Although ASEAN member states have not been as overt as the Thai government was in a 2015 claim that the state wanted to establish Internet censorship tools resembling China's Great Firewall (a statement hastily retracted after citizens deluged government websites with distributed denial of service attacks as an act of protest), some critics are concerned that China's passage of its own restrictive national cybersecurity law and subsequent tech policies is setting a template that other countries in the region may seek to emulate. For instance, Indonesia passed consumer data localization requirements in late 2017, despite critics' concerns about the high costs of building data centers reliant on the country's infrastructure. Although Vietnam has been comparatively lax about data localization by requiring that foreign companies processing Vietnamese citizens' data must locate at least one server within the country, a recent draft of Vietnam's proposed cybersecurity law has some drawing comparisons to China's legislation—including demands that might place undue pressures on foreign tech companies which serve Vietnamese customers.
Chinese tech firms are increasingly committing to market expansion across Southeast Asia, but might such stringent regulations deter non-Chinese multinationals from doing the same?
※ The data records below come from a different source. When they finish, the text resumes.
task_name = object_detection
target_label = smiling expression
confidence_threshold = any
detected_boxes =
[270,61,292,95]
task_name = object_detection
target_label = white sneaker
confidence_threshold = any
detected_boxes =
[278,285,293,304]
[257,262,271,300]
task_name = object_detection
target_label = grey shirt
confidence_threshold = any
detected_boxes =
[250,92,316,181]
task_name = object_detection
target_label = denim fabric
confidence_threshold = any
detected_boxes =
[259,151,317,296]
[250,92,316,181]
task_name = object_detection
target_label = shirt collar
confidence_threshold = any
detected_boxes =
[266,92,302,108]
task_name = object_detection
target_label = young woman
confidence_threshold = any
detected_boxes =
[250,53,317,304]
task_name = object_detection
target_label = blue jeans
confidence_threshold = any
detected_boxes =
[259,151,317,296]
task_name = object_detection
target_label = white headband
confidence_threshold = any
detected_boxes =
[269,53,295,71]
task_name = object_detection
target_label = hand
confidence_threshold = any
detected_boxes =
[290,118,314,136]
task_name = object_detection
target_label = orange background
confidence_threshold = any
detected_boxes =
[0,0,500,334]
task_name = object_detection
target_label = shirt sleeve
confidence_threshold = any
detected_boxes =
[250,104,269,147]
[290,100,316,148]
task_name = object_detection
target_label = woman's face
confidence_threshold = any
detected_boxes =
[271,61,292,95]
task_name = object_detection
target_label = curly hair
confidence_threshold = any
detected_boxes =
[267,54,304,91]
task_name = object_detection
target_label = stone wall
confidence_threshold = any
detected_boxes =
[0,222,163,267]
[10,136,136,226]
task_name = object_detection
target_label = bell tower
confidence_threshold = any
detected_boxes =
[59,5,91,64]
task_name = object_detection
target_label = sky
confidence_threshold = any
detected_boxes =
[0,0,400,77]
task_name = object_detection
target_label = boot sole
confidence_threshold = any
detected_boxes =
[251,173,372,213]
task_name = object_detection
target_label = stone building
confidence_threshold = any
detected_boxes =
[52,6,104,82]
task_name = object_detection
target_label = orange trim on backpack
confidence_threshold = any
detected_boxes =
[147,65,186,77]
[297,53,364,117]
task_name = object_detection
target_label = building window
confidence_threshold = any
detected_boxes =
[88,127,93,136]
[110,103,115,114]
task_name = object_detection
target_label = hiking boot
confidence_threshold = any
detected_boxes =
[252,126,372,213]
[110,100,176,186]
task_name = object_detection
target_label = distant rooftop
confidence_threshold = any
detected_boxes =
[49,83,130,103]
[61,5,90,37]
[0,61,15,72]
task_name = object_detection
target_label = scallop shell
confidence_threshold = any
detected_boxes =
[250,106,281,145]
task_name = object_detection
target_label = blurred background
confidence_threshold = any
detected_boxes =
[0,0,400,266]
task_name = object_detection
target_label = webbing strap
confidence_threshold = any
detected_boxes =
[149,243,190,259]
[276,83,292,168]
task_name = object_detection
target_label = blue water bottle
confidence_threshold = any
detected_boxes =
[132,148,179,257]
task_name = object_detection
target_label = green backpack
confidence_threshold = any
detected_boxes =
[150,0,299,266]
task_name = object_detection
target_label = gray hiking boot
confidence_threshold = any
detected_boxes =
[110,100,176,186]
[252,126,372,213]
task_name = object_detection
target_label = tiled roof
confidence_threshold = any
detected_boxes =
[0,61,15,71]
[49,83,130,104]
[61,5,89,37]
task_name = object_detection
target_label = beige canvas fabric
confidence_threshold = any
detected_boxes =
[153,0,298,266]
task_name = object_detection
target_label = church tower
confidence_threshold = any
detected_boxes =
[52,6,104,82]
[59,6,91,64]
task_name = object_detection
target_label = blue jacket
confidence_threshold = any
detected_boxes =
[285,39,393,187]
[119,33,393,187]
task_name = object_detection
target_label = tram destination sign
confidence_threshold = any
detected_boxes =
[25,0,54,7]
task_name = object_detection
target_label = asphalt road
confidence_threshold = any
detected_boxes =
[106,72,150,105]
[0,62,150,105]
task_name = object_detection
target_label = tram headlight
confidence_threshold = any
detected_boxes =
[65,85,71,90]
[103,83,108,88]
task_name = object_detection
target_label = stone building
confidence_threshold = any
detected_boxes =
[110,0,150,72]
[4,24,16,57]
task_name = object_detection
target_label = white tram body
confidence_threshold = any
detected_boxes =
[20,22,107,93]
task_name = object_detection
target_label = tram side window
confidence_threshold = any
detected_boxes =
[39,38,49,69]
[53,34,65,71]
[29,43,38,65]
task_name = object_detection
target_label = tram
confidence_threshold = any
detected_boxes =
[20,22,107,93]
If a regional trend toward adopting Internet policies similar to China's persists, it may not be to the advantage of all ASEAN member states, in particular those who lack the advanced technological infrastructure and market power of China or Singapore. A critical gap in the emerging narrative about the Digital Silk Road concerns the perspectives of the alleged beneficiaries of this plan—established Southeast Asian tech firms and smaller startups, government bodies overseeing digital trade and ICT policy, and finally, citizens who may not be as open to these international developments as their government representatives are.